Vardit Ravitsky, a bioethicist at the University of Pennsylvania, studies the ethical issues surrounding PGD. She says that the regulatory situation in the United States needs to change and outlines her view for Technology Review.
Technology Review: PGD has been plagued with ethical concerns since its creation more than a decade ago. What are we using PGD for now, and what are some of the ethical issues that arise?
Vardit Ravitsky: There is a spectrum of PGD tests that starts with strict medical use–PGD for single-gene diseases that strike early in life and are fatal, like Tay-Sachs. The sense in the bioethics community is that these uses are very appropriate–using a new technology for the ultimate medical goal of preventing suffering.
Further in the spectrum is the use of PGD for late-onset disease or for genes that increase risk of a disease. Here, the ethical issues become more complex. Some people feel this is absolutely inappropriate use. My sense from talking to clinicians is that they would be reluctant to screen or select against embryos that carry genes that increase risk because we don’t know enough at this point. They argue that if we cross that line when we know so little, we are engaging in eugenic activities.
Bioethicists seem to have less objection to this use. They often emphasize parental autonomy, the right to choose what they want for their children.
TR: In the United States, who decides which tests are acceptable?
VR: At the end of the day, today in this country, the clinics are the gatekeepers. If you have cash and can find a clinic to provide the service, you can get it, whether it’s a test for Huntington’s disease or sex selection.

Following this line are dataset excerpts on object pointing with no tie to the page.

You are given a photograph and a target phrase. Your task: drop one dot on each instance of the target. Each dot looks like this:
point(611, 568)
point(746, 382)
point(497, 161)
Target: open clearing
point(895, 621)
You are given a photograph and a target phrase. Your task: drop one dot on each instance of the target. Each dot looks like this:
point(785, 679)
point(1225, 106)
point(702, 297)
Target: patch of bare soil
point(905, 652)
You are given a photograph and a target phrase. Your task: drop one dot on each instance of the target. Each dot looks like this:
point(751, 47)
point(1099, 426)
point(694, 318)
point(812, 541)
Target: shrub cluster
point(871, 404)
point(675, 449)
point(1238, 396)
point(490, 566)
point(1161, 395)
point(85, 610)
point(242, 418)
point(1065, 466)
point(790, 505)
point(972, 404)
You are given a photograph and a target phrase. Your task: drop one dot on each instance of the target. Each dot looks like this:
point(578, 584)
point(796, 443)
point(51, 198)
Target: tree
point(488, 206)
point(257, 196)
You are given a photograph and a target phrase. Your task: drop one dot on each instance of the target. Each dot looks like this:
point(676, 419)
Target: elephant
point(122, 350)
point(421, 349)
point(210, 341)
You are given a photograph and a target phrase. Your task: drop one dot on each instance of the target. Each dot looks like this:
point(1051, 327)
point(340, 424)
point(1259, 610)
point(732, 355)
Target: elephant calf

TR: Do we need more regulation?
VR: Few papers in the medical literature say the U.S. situation is really too open, but we do need to regulate at least some aspects of human reproduction. In the United Kingdom, one central body regulates everything involving reproduction and human embryos. Many people in the U.S. think we should try to adopt some elements of this system. But in a big and diverse country like the U.S., it’s not feasible to adopt the full approach. We have religious controversy over embryos and a notion of reproductive freedom that is probably the strongest in the world.